1.3. Read simulation
readSimulator
This software generates synthetic Illumina reads from complete bacterial genomes, which is a fundamental step for evaluating the accuracy of allelic physical distance (APD) measurements used by GeneMates. This package consists of three Python scripts, amongst which readSimulator.py implements the key functionality of read simulation. Advantages of readSimulator over some widely used tools (such as Li Heng’s wgsim and NIH’s ART ) include support for circular topology of bacterial genomes, flexible settings for fold coverages and error profiles, and parallel processes for multiple genomes.
1.4. Detection of antimicrobial resistance genes
The detection of ARGs at the allele level generates one of the key inputs for GeneMates. My computer code developed for this task implements two utilities: obtaining ARG profiles and consensus allele sequences from genome assemblies in an SRST2-compatible format, and assign allele identifiers across ARG profiles based on nucleotide sequence identity.
geneDetector
This code package carries out parallel targeted ARG-detection jobs for contig-level genome assemblies and produces SRST2-compatible gene profiles and consensus allele sequences. The Python script detector.py performs an essential role amongst all five scripts of this tool.
PAMmaker
This pipeline takes as input gene profiles and consensus allele sequences from SRST2 and geneDetector, assesses reliability and unicity of allele calls, calls CD-HIT-EST to perform sequence clustering, assigns allele identifiers based on sequence clusters, and produces an allelic PAM across bacterial samples. This matrix is an obligate input of GeneMates.
SRST2_toolkit
This is a package of Python scripts that process SRST2 outputs (directory Genotyping) and curate an SRST2-compatible reference database (directory Db_curation).

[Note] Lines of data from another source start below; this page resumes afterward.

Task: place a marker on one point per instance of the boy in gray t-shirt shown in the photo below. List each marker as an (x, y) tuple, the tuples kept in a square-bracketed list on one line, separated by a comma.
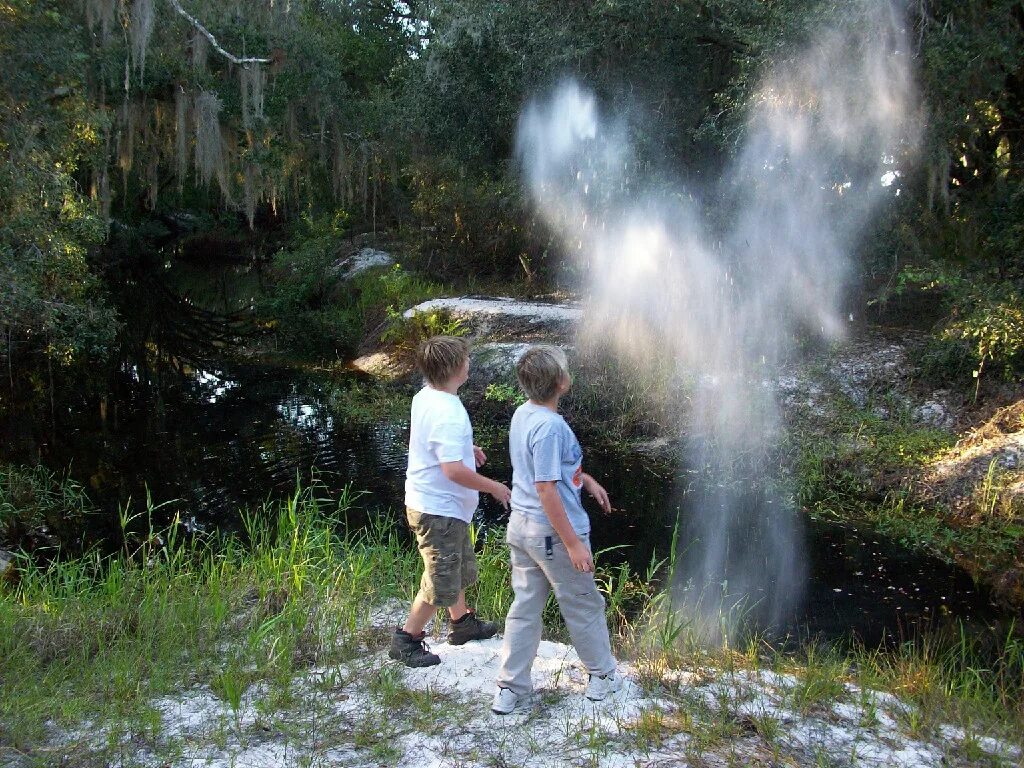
[(549, 537)]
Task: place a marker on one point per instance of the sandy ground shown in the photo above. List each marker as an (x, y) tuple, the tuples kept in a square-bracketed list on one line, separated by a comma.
[(374, 712)]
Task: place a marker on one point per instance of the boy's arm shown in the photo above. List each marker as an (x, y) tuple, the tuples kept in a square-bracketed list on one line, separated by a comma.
[(597, 491), (463, 475), (555, 510)]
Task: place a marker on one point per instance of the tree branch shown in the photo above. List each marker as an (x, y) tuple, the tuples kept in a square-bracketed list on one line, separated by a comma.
[(213, 41)]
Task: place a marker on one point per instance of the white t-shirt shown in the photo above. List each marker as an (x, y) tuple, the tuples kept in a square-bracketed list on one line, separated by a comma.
[(439, 432)]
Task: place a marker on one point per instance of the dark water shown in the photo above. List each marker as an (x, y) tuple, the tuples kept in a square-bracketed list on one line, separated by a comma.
[(215, 437)]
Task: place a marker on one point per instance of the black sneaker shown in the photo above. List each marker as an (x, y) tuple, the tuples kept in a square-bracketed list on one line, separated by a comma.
[(470, 627), (411, 649)]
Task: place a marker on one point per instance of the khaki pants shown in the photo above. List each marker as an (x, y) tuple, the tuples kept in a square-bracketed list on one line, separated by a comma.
[(541, 563)]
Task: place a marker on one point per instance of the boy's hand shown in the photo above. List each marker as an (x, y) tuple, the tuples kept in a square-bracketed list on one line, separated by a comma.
[(581, 557), (502, 494), (597, 491), (479, 456)]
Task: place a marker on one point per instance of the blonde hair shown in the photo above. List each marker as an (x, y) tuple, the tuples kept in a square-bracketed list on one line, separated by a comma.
[(439, 357), (540, 370)]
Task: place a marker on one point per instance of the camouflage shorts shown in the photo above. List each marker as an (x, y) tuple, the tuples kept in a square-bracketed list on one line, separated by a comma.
[(449, 560)]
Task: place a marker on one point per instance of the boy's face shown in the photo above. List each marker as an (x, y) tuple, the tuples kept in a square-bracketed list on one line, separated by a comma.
[(564, 383)]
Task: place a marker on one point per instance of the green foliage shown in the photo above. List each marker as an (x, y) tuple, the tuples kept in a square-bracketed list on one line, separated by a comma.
[(371, 404), (505, 392), (407, 334), (36, 503), (299, 302), (985, 324), (49, 130)]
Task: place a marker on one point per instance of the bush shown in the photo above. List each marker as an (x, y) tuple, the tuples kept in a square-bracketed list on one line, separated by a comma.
[(37, 505)]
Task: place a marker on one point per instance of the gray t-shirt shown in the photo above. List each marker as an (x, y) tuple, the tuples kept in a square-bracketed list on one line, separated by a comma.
[(543, 448)]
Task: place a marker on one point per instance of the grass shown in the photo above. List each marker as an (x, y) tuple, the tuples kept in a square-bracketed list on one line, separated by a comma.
[(91, 643)]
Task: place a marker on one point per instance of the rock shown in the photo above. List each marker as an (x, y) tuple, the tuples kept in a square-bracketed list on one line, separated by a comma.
[(381, 365), (367, 258), (932, 414), (498, 358), (476, 306)]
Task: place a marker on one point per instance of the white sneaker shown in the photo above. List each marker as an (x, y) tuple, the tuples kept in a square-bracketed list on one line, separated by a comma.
[(506, 700), (601, 686)]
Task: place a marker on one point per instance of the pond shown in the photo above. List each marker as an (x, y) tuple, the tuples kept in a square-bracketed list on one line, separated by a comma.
[(218, 435)]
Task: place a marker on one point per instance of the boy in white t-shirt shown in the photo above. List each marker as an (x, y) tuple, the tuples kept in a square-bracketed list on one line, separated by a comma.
[(441, 492)]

1.5. Measurement and evaluation of allelic physical distances
APDtools
This code package runs Bandage (distance) for the measurement of APDs in genome assemblies (dist_from_graphs.py and compile_dists.py), calculate true APDs in complete genomes (calc_dr.R), pair APD measurements and true APDs (merge_dr_ds.R), prioritise APD measurements based on their sources (prioritise_dists.R), and evaluate their accuracy given a maximum node number or distance (accuracy_vs_nodes.R and accuracy_vs_dist.R). In addition, I provide a script dist2cluster.py in this package to obtain the minimum physical distance between two ARG allele clusters in each genome in which they are co-localised.

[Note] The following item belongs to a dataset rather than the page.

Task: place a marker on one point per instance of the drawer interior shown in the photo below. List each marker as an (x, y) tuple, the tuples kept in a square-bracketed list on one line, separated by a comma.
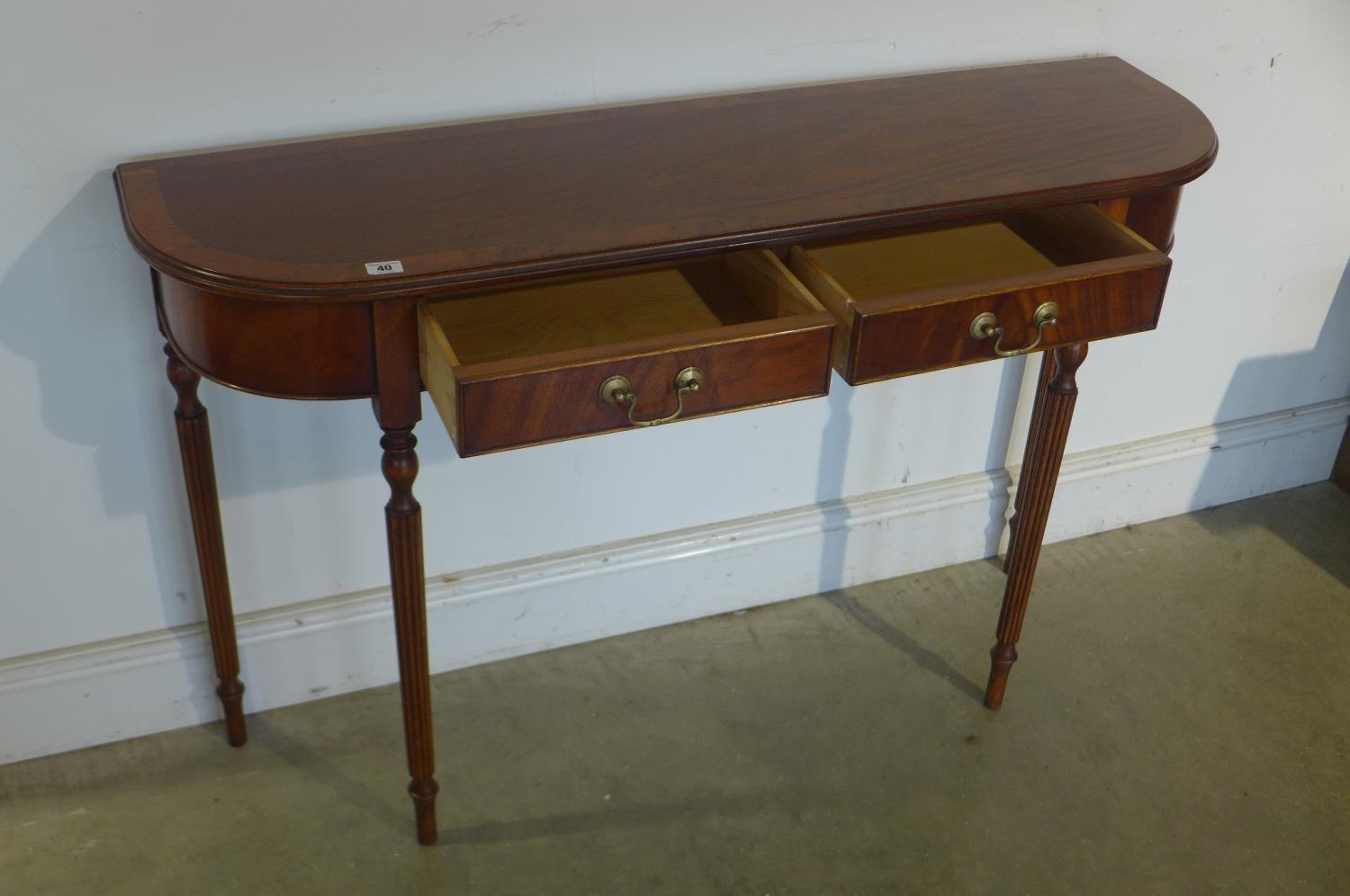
[(602, 309), (915, 261)]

1.6. General bioinformatic practice
BINF_toolkit
This package is the most starred package amongst my GitHub repositories. It provides scripts for routine bioinformatic practice. In particular, I highlight my script gbk2tbl.py here, which converts a GenBank file (.gbk or .gb) into a Sequin feature table (.tbl) that is required by GenBank’s tbl2asn for sequence submission.
2. Statistics
2.1. General application
handyR
This is a repository consisting of R functions performing common statistical tests and data processing.